Sitting at 0-2 in the UFC, featherweight Austin Arnett knows his back is against the wall.
This Saturday night, Arnett takes on Peruvian Humberto Bandenay on the Fox Sports 1 preliminary portion of UFC Fight Night 140 in Buenos Aires, Argentina.
The 27-year-old Contender Series veteran is riding a three-fight losing streak entering the bout. In his most recent outing, the Washingtonian was defeated by surging Canadian Hakeem Dawodu.
For the Dawodu fight, Arnett’s camp was almost 12 weeks long. This time around however, his timeline is on the opposite end of the spectrum—a mere four weeks.
The Sikjitsu product is a fan of both the timing of the fight and brevity of his camp.
“I wanted to get another fight by the end of the year, and it was looking like it wasn’t going to happen,” Arnett said in an interview with FloCombat. “So I thought it was going to be late January which kind of would have sucked having to go through Christmas and New Years in camp.
“Four weeks, I think, is perfect. I don’t have to go through that long, long grind where you’re banged up and hurt. You’re 100 percent healthy. I think this is going to be a much better performance where I’m a lot more reactive and aggressive. It’s going to make for a better fight for me.”
For Arnett, the only downside of the bout is the grueling travel schedule in the midst of his weight cut preparations.
“The travel is a bitch,” Arnett said. “It’s going to be a total of [a] 24-hour travel day. We leave at 5 a.m. Sunday morning and we get over there at 9 a.m. Monday morning because they’re four hours ahead, so it works out to 24 hours travel.”
Aware of the challenge he faces, Arnett has brought on renowned nutrition specialists George Lockhart and Dan Leith to assist.
“They’re working hard and they’re going to be over there for the fight, taking care of the whole fight week and cutting—everything,” Arnett said. “So that takes a whole stress relief off of the travel. That’s the biggest thing with these long travel things is the weight.
“Being in a foreign country, trying to buy food and all of that stuff would be very difficult. This will make it a lot easier for me."

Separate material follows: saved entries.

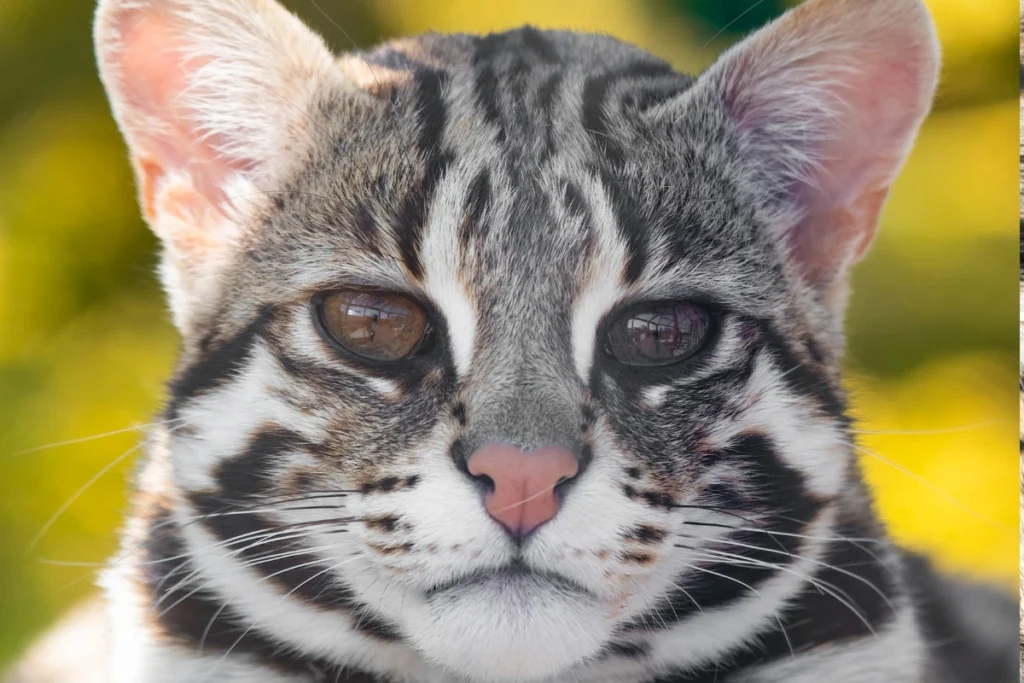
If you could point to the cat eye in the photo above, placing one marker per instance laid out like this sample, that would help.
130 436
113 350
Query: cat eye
378 326
657 334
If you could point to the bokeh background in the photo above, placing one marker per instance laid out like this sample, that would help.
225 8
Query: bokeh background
85 343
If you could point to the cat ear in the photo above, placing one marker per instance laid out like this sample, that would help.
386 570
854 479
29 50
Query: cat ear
212 97
827 100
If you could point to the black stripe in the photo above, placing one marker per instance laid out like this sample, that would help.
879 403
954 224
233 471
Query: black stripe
539 44
814 617
477 201
365 228
218 361
485 82
412 214
545 102
777 493
631 222
252 472
631 650
200 616
595 104
803 379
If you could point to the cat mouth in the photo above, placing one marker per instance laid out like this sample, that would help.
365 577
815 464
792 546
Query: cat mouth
515 577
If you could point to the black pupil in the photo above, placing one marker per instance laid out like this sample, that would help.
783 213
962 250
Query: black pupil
658 335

Giving a brutally honest assessment, Arnett knows if his hand isn’t raised at the end of the night, he’ll be cut from the promotion.

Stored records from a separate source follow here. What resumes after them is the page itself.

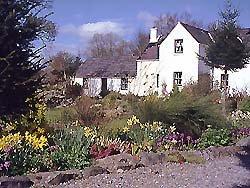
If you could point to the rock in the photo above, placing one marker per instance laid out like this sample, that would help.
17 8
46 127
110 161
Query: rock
15 182
122 161
174 156
245 142
215 152
94 171
120 171
63 177
148 159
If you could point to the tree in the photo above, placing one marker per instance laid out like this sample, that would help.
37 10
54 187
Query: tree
22 23
166 22
107 46
63 66
227 51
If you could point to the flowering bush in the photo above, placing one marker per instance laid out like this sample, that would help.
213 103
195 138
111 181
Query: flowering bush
214 137
70 149
175 140
20 153
240 118
239 133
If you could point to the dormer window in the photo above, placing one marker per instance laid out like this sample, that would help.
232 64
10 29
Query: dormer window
178 46
124 83
178 78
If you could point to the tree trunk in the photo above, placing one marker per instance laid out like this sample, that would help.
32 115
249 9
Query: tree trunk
224 92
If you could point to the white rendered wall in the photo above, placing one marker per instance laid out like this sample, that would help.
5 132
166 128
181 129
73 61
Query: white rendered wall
113 84
239 80
186 62
146 79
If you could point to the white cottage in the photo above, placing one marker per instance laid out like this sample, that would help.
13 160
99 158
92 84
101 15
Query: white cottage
98 75
167 61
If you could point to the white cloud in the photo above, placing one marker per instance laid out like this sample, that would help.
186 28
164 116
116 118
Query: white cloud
147 18
86 31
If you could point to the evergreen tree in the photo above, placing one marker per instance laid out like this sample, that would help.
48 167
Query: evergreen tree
227 51
23 23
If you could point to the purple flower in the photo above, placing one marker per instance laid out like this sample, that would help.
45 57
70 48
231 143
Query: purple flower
6 165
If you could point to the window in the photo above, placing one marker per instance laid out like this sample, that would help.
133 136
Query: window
178 46
178 78
124 83
85 83
224 79
157 80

“I think it’s 100 percent do-or-die,” Arnett said. “I’ve got to win to stay in. I know that and I’m comfortable with handling that situation and doing what I do to keep my job. I kind of like having that pressure on me and my back against the wall. That’s when I think I perform the best.
“I’m not stupid, man. I know how this game works. I’m a huge fan of the sport and follow it closely. I know how these things go. I know I have to go out there and get a win, but not only get a win, put on an exciting performance with it as well.”